Less Sharp, Sharp
After months of negotiations and a major reduction in price after continued stock price declines, Foxconn (2354.TT) purchased a 66% stake in Sharp for $3.5b (original price was ~$6.25b), while the Chairman of Foxconn took a 50% personal stake in the Sakai Gen 10 fab[1], with the capital expected to go toward maintaining the LCD business and funding Sharp’s development of OLED displays. As Sharp had been an early adopter of IGZO (Indium Gallium Zinc Oxide), a backplane technology used in large OLED devices, the plan was sound, but never fully materialized, although the company was the first to produce a commercial 8K TV as early as 4Q ’15, a dubious honor currently, but under the guidance of Foxconn, Sharp became profitable in 2017.
Sharp was not an exception to the display industry’s woes in 2022, and just reported its first loss since the Foxconn takeover (for the year ending in March ’23). While sales were up 2.1% y/y, Sharp reported an operating loss, with 84.6% of the loss a write-down of assets ($1.64b), of which 85.4% was against the company’s LCD business, 9.6% against the OLED business, and 4.9% against Sharp’s other businesses.
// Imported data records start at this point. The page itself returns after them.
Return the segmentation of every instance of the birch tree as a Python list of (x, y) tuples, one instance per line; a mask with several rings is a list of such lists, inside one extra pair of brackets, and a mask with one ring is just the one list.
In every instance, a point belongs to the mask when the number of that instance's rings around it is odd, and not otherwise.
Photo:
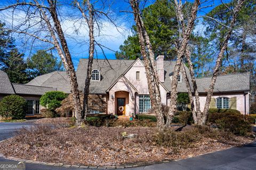
[(155, 55), (149, 37), (146, 31), (141, 19), (139, 9), (139, 1), (130, 0), (130, 3), (133, 10), (133, 16), (139, 36), (140, 51), (145, 65), (151, 106), (156, 114), (157, 120), (157, 128), (163, 130), (165, 127), (165, 120), (162, 108), (159, 79), (157, 75)]

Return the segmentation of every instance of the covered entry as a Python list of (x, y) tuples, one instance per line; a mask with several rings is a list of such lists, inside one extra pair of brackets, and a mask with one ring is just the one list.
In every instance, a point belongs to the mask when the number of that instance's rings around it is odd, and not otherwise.
[(129, 93), (125, 91), (116, 91), (115, 96), (115, 113), (118, 116), (125, 115), (129, 112)]

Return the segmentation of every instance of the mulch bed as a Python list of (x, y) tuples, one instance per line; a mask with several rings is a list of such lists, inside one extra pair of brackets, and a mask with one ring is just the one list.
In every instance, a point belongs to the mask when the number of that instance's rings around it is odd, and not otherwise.
[[(252, 141), (242, 137), (234, 137), (228, 141), (225, 138), (216, 140), (204, 137), (190, 147), (174, 151), (171, 147), (155, 143), (153, 139), (157, 133), (155, 128), (52, 128), (43, 122), (30, 130), (22, 129), (14, 138), (2, 143), (0, 152), (6, 156), (34, 161), (113, 166), (184, 159)], [(123, 132), (127, 134), (135, 133), (138, 137), (123, 139), (121, 135)]]

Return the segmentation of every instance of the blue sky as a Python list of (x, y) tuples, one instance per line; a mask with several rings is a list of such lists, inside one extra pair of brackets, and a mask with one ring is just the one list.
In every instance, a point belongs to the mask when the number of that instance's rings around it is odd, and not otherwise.
[[(10, 4), (15, 1), (1, 1), (0, 6), (3, 7), (6, 4)], [(193, 1), (189, 0), (189, 2)], [(62, 29), (66, 34), (66, 39), (68, 45), (69, 46), (70, 53), (72, 55), (72, 59), (75, 67), (77, 64), (79, 58), (87, 58), (88, 56), (88, 31), (87, 29), (85, 26), (81, 26), (77, 23), (74, 23), (76, 17), (79, 17), (79, 13), (76, 13), (76, 11), (74, 11), (69, 5), (70, 1), (62, 0), (59, 1), (59, 3), (63, 4), (60, 10), (60, 15), (62, 15), (64, 16), (61, 17), (61, 24)], [(106, 19), (102, 19), (101, 26), (101, 32), (100, 33), (100, 36), (96, 36), (95, 39), (99, 43), (107, 47), (111, 50), (104, 48), (104, 53), (107, 56), (108, 59), (115, 59), (115, 53), (113, 51), (116, 51), (119, 49), (119, 46), (122, 45), (127, 37), (131, 35), (130, 28), (134, 24), (132, 14), (131, 13), (119, 12), (120, 11), (131, 11), (129, 4), (127, 2), (127, 0), (116, 0), (115, 1), (109, 1), (108, 4), (111, 4), (111, 17), (115, 20), (115, 23), (119, 27), (116, 29), (114, 24)], [(148, 1), (146, 6), (153, 3), (155, 1)], [(227, 2), (224, 1), (223, 2)], [(203, 11), (198, 13), (198, 15), (204, 15), (210, 11), (214, 6), (221, 3), (220, 1), (209, 1), (207, 4), (214, 5), (213, 6), (206, 8), (204, 8)], [(9, 14), (10, 11), (5, 11), (0, 15), (0, 20), (4, 21), (6, 23), (11, 23), (11, 14)], [(14, 13), (20, 16), (19, 20), (22, 20), (22, 14), (17, 13)], [(18, 22), (17, 22), (18, 23)], [(201, 29), (200, 25), (197, 26), (197, 29)], [(98, 33), (95, 31), (96, 33)], [(98, 33), (97, 33), (98, 35)], [(37, 50), (47, 49), (50, 46), (46, 45), (44, 42), (34, 42), (33, 46), (31, 46), (31, 41), (28, 40), (23, 35), (19, 36), (14, 34), (13, 36), (15, 38), (16, 44), (20, 52), (25, 53), (26, 57), (31, 56), (35, 53)], [(26, 42), (26, 46), (24, 44)], [(96, 48), (97, 54), (98, 58), (104, 58), (105, 57), (100, 48)], [(96, 57), (96, 56), (95, 56)]]

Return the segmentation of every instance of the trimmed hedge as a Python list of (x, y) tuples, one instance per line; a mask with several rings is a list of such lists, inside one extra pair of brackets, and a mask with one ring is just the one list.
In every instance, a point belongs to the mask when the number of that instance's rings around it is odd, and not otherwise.
[(213, 113), (237, 113), (241, 114), (240, 112), (236, 109), (219, 109), (219, 108), (209, 108), (209, 111), (208, 113), (210, 114)]
[(61, 106), (61, 101), (68, 96), (62, 91), (48, 91), (40, 98), (40, 105), (50, 110), (55, 110)]
[(0, 115), (5, 118), (24, 118), (26, 105), (27, 101), (19, 96), (12, 95), (6, 96), (0, 101)]
[(135, 117), (136, 117), (136, 118), (138, 120), (143, 120), (148, 119), (151, 120), (152, 122), (156, 122), (156, 117), (153, 115), (140, 114), (137, 114)]

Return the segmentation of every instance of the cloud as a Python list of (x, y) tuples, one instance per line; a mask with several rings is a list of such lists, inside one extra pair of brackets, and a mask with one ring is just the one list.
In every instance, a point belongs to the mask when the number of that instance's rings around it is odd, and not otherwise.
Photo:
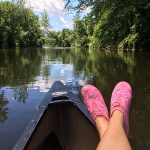
[(26, 7), (41, 16), (41, 12), (46, 10), (49, 15), (50, 24), (55, 30), (62, 30), (63, 28), (73, 28), (73, 15), (68, 14), (64, 9), (65, 0), (27, 0)]
[(26, 6), (37, 12), (46, 10), (49, 15), (63, 14), (65, 12), (64, 0), (27, 0)]

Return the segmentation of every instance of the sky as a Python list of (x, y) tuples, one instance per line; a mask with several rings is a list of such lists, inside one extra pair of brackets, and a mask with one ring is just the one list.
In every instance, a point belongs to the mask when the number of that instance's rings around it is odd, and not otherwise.
[[(12, 1), (12, 0), (1, 0), (1, 1)], [(46, 10), (50, 25), (52, 29), (61, 31), (63, 28), (73, 28), (73, 18), (75, 12), (67, 13), (64, 9), (65, 0), (26, 0), (26, 7), (32, 8), (34, 13), (41, 18), (41, 13)], [(77, 4), (77, 0), (74, 0), (74, 5)], [(82, 16), (86, 15), (91, 11), (90, 8), (83, 11)]]
[(26, 6), (32, 8), (38, 16), (41, 16), (41, 13), (46, 10), (50, 24), (56, 31), (73, 28), (74, 15), (65, 11), (64, 0), (27, 0)]

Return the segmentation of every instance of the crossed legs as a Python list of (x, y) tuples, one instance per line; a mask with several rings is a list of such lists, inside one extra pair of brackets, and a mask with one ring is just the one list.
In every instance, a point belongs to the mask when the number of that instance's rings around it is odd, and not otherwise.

The company indicated that lower selling prices, leading to lower sales, FOREX, and the heavy losses in the display business, were the reasons for the loss, while mix and cost reductions provided some offset, and while management emphasized that all segments except display saw sales increases in fiscal 2022, only one division saw a positive operating profit.
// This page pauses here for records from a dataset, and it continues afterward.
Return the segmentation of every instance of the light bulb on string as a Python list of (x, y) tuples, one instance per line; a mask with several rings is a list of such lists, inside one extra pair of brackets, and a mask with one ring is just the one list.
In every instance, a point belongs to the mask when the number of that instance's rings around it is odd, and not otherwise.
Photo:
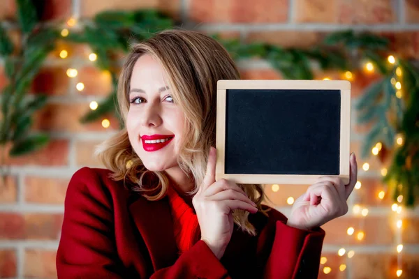
[(394, 64), (396, 62), (396, 59), (392, 55), (389, 55), (388, 57), (387, 57), (387, 60), (390, 64)]

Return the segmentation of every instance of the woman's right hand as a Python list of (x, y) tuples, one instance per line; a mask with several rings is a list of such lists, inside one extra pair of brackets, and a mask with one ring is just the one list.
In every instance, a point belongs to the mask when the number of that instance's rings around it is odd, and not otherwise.
[(192, 199), (203, 240), (216, 257), (221, 258), (230, 242), (234, 209), (256, 213), (253, 202), (236, 183), (225, 179), (215, 181), (216, 150), (211, 146), (204, 181)]

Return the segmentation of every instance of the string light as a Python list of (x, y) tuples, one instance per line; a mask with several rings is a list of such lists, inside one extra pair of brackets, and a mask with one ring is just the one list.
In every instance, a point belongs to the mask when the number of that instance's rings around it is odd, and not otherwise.
[(75, 88), (77, 89), (77, 90), (78, 90), (79, 91), (83, 91), (83, 89), (84, 89), (84, 84), (82, 82), (79, 82), (77, 84), (77, 85), (75, 86)]
[(358, 240), (362, 240), (364, 239), (365, 235), (365, 234), (364, 234), (364, 232), (360, 232), (358, 233), (356, 237)]
[(102, 120), (102, 126), (103, 128), (108, 128), (110, 125), (110, 122), (108, 119)]
[(63, 37), (66, 37), (68, 36), (68, 29), (67, 29), (66, 28), (64, 28), (64, 29), (61, 30), (61, 36)]
[(385, 193), (384, 191), (381, 191), (380, 193), (378, 193), (378, 199), (383, 199), (385, 195)]
[(329, 266), (325, 266), (323, 268), (323, 272), (325, 274), (329, 274), (330, 271), (332, 271), (332, 269), (330, 269)]
[(77, 72), (76, 69), (72, 69), (72, 68), (67, 69), (67, 75), (69, 77), (77, 77), (77, 74), (78, 74), (78, 72)]
[(348, 235), (353, 234), (353, 232), (355, 232), (355, 229), (352, 227), (348, 227), (348, 230), (346, 231), (346, 232), (348, 233)]
[(364, 163), (364, 165), (362, 165), (362, 169), (367, 172), (368, 169), (369, 169), (369, 164), (367, 163)]
[(378, 151), (381, 151), (381, 148), (383, 148), (383, 144), (380, 142), (378, 142), (376, 143), (376, 147), (377, 149), (378, 149)]
[(63, 50), (59, 52), (59, 56), (61, 58), (62, 58), (63, 59), (66, 58), (68, 55), (68, 52), (67, 52), (67, 51), (65, 50)]
[(98, 108), (98, 103), (94, 100), (93, 102), (90, 102), (89, 107), (90, 107), (90, 110), (95, 110)]
[(373, 72), (374, 71), (374, 65), (372, 65), (372, 63), (371, 62), (368, 62), (365, 64), (365, 69), (367, 69), (367, 70), (368, 72)]
[(390, 82), (391, 82), (391, 84), (392, 85), (395, 85), (396, 84), (396, 79), (394, 77), (392, 77), (391, 80), (390, 80)]
[(89, 60), (90, 60), (91, 61), (95, 61), (97, 59), (98, 56), (96, 53), (91, 53), (90, 54), (89, 54)]
[(396, 87), (396, 89), (398, 89), (398, 90), (402, 89), (402, 84), (400, 83), (400, 82), (396, 82), (396, 84), (395, 85), (395, 86)]
[(348, 252), (348, 257), (349, 259), (351, 259), (352, 257), (353, 257), (354, 255), (355, 255), (355, 251), (353, 250), (351, 250), (351, 251)]
[(360, 206), (358, 204), (355, 204), (353, 206), (353, 211), (355, 214), (359, 213), (360, 210), (361, 210), (361, 206)]
[(126, 162), (126, 164), (125, 164), (125, 167), (127, 169), (129, 169), (130, 167), (131, 167), (133, 164), (133, 163), (132, 160), (128, 160), (128, 162)]
[(368, 209), (362, 209), (362, 216), (365, 217), (368, 215)]
[(73, 27), (77, 23), (77, 20), (74, 17), (70, 17), (68, 20), (67, 20), (67, 25), (70, 27)]
[(397, 202), (403, 202), (403, 195), (400, 195), (399, 197), (397, 197)]
[(294, 198), (293, 197), (289, 197), (286, 199), (286, 203), (288, 204), (293, 204), (294, 203)]
[(396, 142), (399, 145), (402, 145), (403, 144), (403, 137), (402, 136), (399, 135), (397, 137), (397, 140), (396, 140)]

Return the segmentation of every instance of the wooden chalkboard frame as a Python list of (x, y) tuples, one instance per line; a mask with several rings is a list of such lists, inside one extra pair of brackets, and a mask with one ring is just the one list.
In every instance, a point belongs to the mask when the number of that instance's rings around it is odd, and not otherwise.
[(340, 177), (349, 183), (349, 151), (351, 132), (351, 83), (347, 80), (219, 80), (217, 82), (216, 137), (217, 160), (216, 180), (226, 179), (236, 183), (243, 184), (312, 184), (324, 175), (307, 174), (226, 174), (226, 115), (228, 89), (332, 89), (341, 91), (341, 130), (339, 174), (330, 176)]

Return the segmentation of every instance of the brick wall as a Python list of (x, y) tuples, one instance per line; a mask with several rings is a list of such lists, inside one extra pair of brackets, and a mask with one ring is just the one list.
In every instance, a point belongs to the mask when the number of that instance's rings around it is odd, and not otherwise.
[[(170, 13), (184, 22), (186, 28), (203, 32), (221, 32), (225, 36), (243, 41), (263, 40), (283, 46), (309, 47), (325, 34), (353, 28), (369, 30), (389, 38), (395, 54), (419, 58), (419, 2), (416, 0), (45, 0), (45, 20), (65, 20), (71, 16), (89, 18), (105, 10), (155, 7)], [(0, 20), (13, 19), (14, 0), (0, 1)], [(9, 33), (18, 41), (19, 32), (9, 27)], [(68, 57), (58, 54), (66, 49)], [(71, 175), (79, 168), (100, 166), (92, 158), (95, 144), (108, 138), (117, 129), (115, 119), (104, 128), (101, 121), (88, 125), (78, 122), (89, 110), (89, 104), (100, 100), (110, 91), (110, 80), (106, 73), (94, 68), (87, 59), (89, 50), (84, 45), (60, 44), (52, 54), (34, 82), (32, 90), (50, 96), (46, 107), (36, 114), (34, 128), (47, 131), (52, 141), (41, 151), (28, 156), (9, 159), (12, 176), (0, 192), (0, 278), (54, 278), (55, 251), (63, 218), (63, 202)], [(6, 82), (0, 61), (0, 88)], [(244, 79), (276, 79), (280, 75), (263, 61), (255, 59), (239, 63)], [(78, 70), (69, 78), (68, 68)], [(317, 78), (340, 78), (340, 73), (316, 73)], [(352, 96), (355, 100), (362, 89), (376, 76), (355, 73)], [(84, 90), (75, 89), (78, 82)], [(355, 123), (355, 114), (352, 123)], [(353, 126), (351, 151), (359, 154), (362, 133), (369, 126)], [(402, 266), (402, 278), (419, 278), (419, 209), (403, 210), (402, 228), (395, 225), (397, 213), (387, 195), (379, 199), (377, 194), (385, 189), (380, 182), (383, 165), (376, 158), (370, 158), (370, 169), (360, 167), (362, 187), (355, 190), (348, 202), (350, 211), (323, 226), (327, 232), (320, 278), (393, 278), (397, 263)], [(289, 197), (297, 197), (307, 186), (281, 185), (279, 190), (266, 186), (275, 206), (288, 215)], [(276, 191), (274, 191), (275, 190)], [(352, 211), (360, 204), (369, 209), (367, 217)], [(355, 233), (349, 236), (348, 227)], [(365, 237), (356, 239), (362, 230)], [(397, 258), (396, 246), (403, 243), (402, 256)], [(339, 248), (346, 253), (340, 257)], [(348, 257), (353, 250), (355, 255)], [(339, 271), (341, 264), (346, 268)], [(324, 266), (331, 271), (325, 275)]]

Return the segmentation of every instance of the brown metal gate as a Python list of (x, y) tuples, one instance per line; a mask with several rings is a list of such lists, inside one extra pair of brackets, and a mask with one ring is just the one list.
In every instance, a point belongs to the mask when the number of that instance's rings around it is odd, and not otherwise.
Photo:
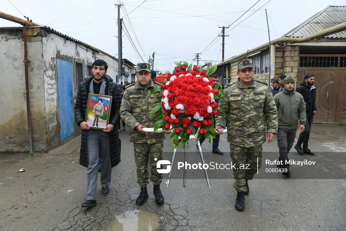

Company guidance for fiscal 2023 (3/24) was a bit darker than other CE companies stating “We expect the demand environment to remain weak in response to a reactionary decrease in demand from the COVID-19 pandemic, global inflation, high energy costs, geopolitical issues, and other factors. At the same time, carbon-neutral, DX, and other sectors will remain strong. We are seeing an easing related to the impact of semiconductor shortages, high raw material prices, and rising logistics costs; however, the future remains uncertain.” The company cited a 2023 goal of achieving net profit at all costs, through cost reduction, and the building of the company’s brand businesses, predicting a 0.5% increase in y/y sales and a modest profit (0.4% margin). This assumes a 34% improvement in display profitability, a 32.7% improvement in Sharp’s brand[2] business profit, and a small (+2.9%) improvement in the company’s device[3] business operating profitability. Inventory levels across the company and more specifically in display have fallen since their recent peak in 2022, but against an average level during the three years before COVID (2017 – 2019) of ¥226.3b and an Inv./Sales ratio of 1.19, there is still some trimming that needs to be done before the company could be considered ‘lean’.
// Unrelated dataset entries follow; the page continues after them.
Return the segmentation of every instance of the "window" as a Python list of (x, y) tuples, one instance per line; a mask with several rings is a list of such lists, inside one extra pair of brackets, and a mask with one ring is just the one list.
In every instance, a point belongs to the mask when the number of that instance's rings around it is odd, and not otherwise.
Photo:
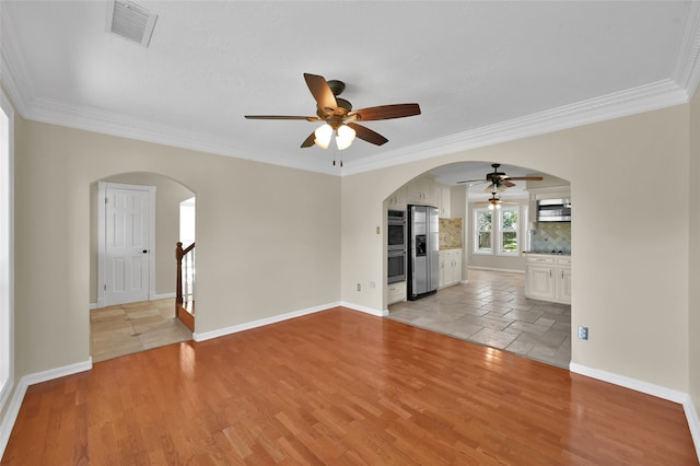
[(474, 209), (474, 254), (520, 254), (520, 206)]
[(517, 208), (502, 208), (499, 210), (499, 226), (501, 230), (500, 254), (517, 254)]
[(474, 210), (474, 252), (476, 254), (492, 254), (491, 244), (493, 244), (493, 212), (488, 209)]
[(0, 411), (13, 385), (13, 110), (0, 90)]

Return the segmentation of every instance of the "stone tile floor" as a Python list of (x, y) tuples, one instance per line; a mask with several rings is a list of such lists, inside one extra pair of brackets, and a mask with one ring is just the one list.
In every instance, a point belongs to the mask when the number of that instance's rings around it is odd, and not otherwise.
[(392, 304), (388, 318), (569, 368), (570, 305), (525, 298), (524, 273), (469, 270), (467, 279)]
[(93, 362), (191, 338), (191, 331), (175, 318), (174, 298), (119, 304), (90, 312)]

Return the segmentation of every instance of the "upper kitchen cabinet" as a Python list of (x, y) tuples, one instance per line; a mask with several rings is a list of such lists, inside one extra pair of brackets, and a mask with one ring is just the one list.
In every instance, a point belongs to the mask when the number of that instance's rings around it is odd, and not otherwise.
[(406, 187), (401, 186), (395, 190), (387, 199), (386, 207), (394, 210), (406, 210)]
[(421, 176), (406, 185), (406, 198), (408, 203), (435, 206), (435, 182), (432, 176)]
[(452, 188), (447, 185), (438, 185), (435, 193), (440, 193), (440, 200), (438, 202), (439, 217), (441, 219), (450, 219), (452, 212), (450, 210), (452, 200)]

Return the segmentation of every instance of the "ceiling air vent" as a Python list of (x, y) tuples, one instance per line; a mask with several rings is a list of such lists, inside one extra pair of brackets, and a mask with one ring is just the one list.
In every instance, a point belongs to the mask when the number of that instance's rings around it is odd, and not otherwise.
[(128, 0), (107, 2), (107, 32), (148, 47), (158, 14)]

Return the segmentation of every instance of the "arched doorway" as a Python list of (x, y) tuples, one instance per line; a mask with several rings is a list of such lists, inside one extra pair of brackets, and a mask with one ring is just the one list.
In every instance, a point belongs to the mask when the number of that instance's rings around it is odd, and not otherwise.
[[(492, 170), (490, 162), (454, 163), (413, 178), (385, 200), (387, 210), (428, 203), (441, 213), (438, 292), (409, 301), (406, 287), (389, 284), (388, 317), (568, 366), (571, 305), (528, 296), (526, 271), (529, 253), (541, 247), (542, 237), (556, 241), (557, 246), (552, 247), (557, 252), (563, 249), (570, 264), (570, 223), (555, 229), (540, 224), (533, 207), (533, 193), (569, 190), (569, 183), (535, 170), (514, 165), (505, 168), (515, 177), (535, 175), (544, 179), (527, 184), (516, 180), (515, 186), (491, 193), (488, 183), (479, 182), (487, 179)], [(489, 202), (489, 197), (498, 198), (499, 203)], [(407, 269), (411, 267), (410, 248), (407, 238)], [(570, 277), (569, 273), (567, 279)]]
[[(136, 226), (129, 230), (149, 231), (148, 234), (151, 235), (149, 247), (139, 252), (143, 254), (142, 258), (139, 258), (143, 260), (140, 261), (148, 260), (150, 267), (132, 273), (133, 277), (139, 276), (141, 271), (148, 273), (148, 277), (140, 277), (143, 283), (148, 283), (148, 290), (142, 295), (127, 293), (120, 298), (119, 293), (113, 293), (109, 299), (105, 299), (105, 290), (109, 291), (114, 283), (105, 279), (108, 273), (102, 272), (106, 268), (104, 264), (109, 260), (104, 245), (107, 243), (105, 237), (109, 236), (108, 232), (115, 226), (108, 222), (110, 215), (103, 213), (101, 218), (100, 214), (108, 211), (103, 205), (107, 198), (101, 193), (101, 187), (104, 186), (113, 187), (116, 191), (125, 188), (126, 191), (151, 193), (153, 212), (150, 231), (147, 225), (139, 226), (142, 220), (133, 221)], [(194, 193), (186, 186), (153, 173), (124, 173), (105, 177), (91, 185), (90, 321), (91, 356), (94, 362), (191, 339), (191, 331), (175, 318), (174, 253), (179, 241), (180, 202), (192, 197)], [(135, 213), (129, 211), (121, 217), (133, 215)], [(101, 233), (103, 231), (105, 233)], [(124, 276), (127, 279), (122, 281), (133, 278), (126, 272)]]

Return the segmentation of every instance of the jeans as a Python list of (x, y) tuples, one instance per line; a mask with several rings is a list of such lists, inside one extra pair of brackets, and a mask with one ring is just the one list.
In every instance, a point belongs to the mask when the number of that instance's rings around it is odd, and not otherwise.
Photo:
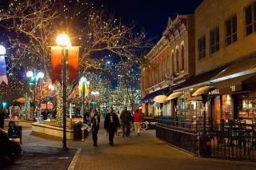
[(96, 130), (94, 130), (94, 131), (93, 131), (92, 132), (92, 133), (93, 133), (93, 140), (94, 140), (94, 145), (97, 145), (97, 140), (98, 140), (98, 129)]
[(141, 122), (134, 122), (134, 132), (135, 135), (141, 132)]
[(122, 136), (130, 136), (130, 123), (122, 123)]
[(114, 143), (114, 136), (115, 132), (116, 132), (116, 130), (114, 130), (114, 129), (109, 129), (108, 130), (109, 140), (110, 140), (110, 144)]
While the Foxconn management has done a good job of removing the blinders that were on the pre-sale Sharp management, panel producers overall were unable to avoid the effects of both a return to pre-pandemic demand and catastrophic inflation. While the company did not break out the Sakai Gen 10 plant from others, we expect the large panel LCD TV business to see a recovery in 1H as prices for TV panels have gained ground, but we also agree with management’s assessment of demand in a post-pandemic environment, and now that inventory has been returned to more normal levels, demand will be the key to more than a ‘back-to-baseline’ year.
[1] Stake was sold back to Sharp in 2022 for $296m by Gou, making it part of consolidated income.
[2] Brand Business includes appliances, energy solutions, TV, and mobile devices.
[3] Device business includes display, IoT, and semiconductors.